Apart from some technical difficulties, the show was kind of a letdown. It wasn't bad, just pretty average. And when you have high expectations, it feels even worse. I think my main gripe was that they played for just about an hour, which is kind of stingy, especially if you've just released a new album! More importantly, their timing in general was off. Or, something was off and it didn't quite sound right. This was especially true when Pat Carney's uncle, who is featured on the album, came on stage to play.
The one caveat here is that the new album is actually very good.

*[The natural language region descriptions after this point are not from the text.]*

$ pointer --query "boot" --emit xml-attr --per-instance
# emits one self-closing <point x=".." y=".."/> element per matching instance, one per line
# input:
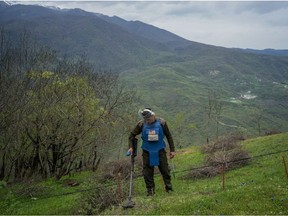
<point x="168" y="188"/>
<point x="150" y="191"/>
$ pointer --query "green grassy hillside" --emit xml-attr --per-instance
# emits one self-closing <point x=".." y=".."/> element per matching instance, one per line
<point x="245" y="94"/>
<point x="257" y="188"/>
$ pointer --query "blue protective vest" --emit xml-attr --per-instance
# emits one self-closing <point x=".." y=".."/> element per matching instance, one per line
<point x="153" y="141"/>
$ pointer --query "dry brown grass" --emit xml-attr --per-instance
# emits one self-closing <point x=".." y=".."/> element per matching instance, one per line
<point x="227" y="151"/>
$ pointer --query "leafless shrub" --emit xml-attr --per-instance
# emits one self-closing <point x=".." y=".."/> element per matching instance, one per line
<point x="122" y="167"/>
<point x="31" y="190"/>
<point x="101" y="198"/>
<point x="271" y="132"/>
<point x="225" y="151"/>
<point x="224" y="143"/>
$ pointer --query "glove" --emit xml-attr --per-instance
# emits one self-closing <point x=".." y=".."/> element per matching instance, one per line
<point x="172" y="154"/>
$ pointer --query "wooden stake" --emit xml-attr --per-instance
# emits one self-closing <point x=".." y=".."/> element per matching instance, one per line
<point x="223" y="176"/>
<point x="284" y="161"/>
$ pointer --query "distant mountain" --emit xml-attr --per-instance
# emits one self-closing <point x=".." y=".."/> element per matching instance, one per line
<point x="172" y="75"/>
<point x="269" y="52"/>
<point x="77" y="32"/>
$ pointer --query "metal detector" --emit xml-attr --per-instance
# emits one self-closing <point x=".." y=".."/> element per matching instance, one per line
<point x="130" y="203"/>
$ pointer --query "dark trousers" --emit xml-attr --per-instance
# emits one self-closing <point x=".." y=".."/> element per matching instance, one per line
<point x="148" y="171"/>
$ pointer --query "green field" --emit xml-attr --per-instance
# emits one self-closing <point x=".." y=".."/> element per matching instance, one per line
<point x="259" y="188"/>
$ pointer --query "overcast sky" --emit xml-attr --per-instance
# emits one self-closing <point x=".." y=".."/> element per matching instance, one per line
<point x="241" y="24"/>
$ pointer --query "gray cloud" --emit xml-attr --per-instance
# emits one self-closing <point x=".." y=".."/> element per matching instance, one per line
<point x="244" y="24"/>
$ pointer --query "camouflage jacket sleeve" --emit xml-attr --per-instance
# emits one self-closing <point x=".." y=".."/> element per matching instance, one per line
<point x="137" y="130"/>
<point x="168" y="135"/>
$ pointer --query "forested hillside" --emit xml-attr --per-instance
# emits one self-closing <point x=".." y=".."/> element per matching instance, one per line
<point x="72" y="83"/>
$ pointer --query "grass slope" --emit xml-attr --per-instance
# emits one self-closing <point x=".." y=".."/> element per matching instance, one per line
<point x="258" y="188"/>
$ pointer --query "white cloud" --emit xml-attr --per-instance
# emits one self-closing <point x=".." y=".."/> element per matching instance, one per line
<point x="258" y="24"/>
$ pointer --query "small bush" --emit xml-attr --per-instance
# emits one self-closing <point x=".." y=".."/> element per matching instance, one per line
<point x="226" y="150"/>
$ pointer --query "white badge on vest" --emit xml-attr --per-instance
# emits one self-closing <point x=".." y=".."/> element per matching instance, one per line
<point x="153" y="136"/>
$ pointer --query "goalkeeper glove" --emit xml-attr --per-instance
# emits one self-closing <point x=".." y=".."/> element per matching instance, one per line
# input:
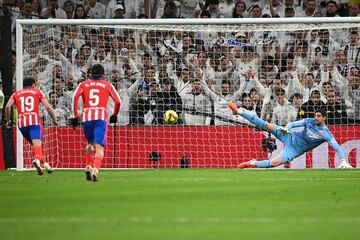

This brings me to a broader topic, one that began nagging at me mid-way through the show. Does it seem odd that compared to live music I prefer listening to music that is engineered and packaged in some studio and then reproduced on a lifeless machine for my personal enjoyment? Is that sacrilege? Am I a terrible person for preferring the lifeless reproduction to the real deal?
Whenever I go to a show, I look out at the crowd rocking out. And I have a very good hunch that they would rock out to just about anything just as long as it was loud. Frankly, it doesn't even have to resemble a song. And this seems so odd to me because I'm sure most of these people would be quite discerning if they were listening to the song in the car or at home. They would be candid whether a song sucked or not. But for some reason, the collective music IQ takes a sharp nosedive when you are at a live show.
It's not about the music. It has more to do with being there, at a show -- it feels, collectively, more alive to know you are at a place, a gathering, where it is. And you know what, I'm done with that. It is fool's gold and I'm not interested.
I think this observation of the crowd, and its collective dumbness, poisons my experience of live music in general. I have been to only a handful of shows where the performer's musical skill and talent were on display and transformed an otherwise great recorded track into a completely new emotional experience. But that is more the exception than the rule.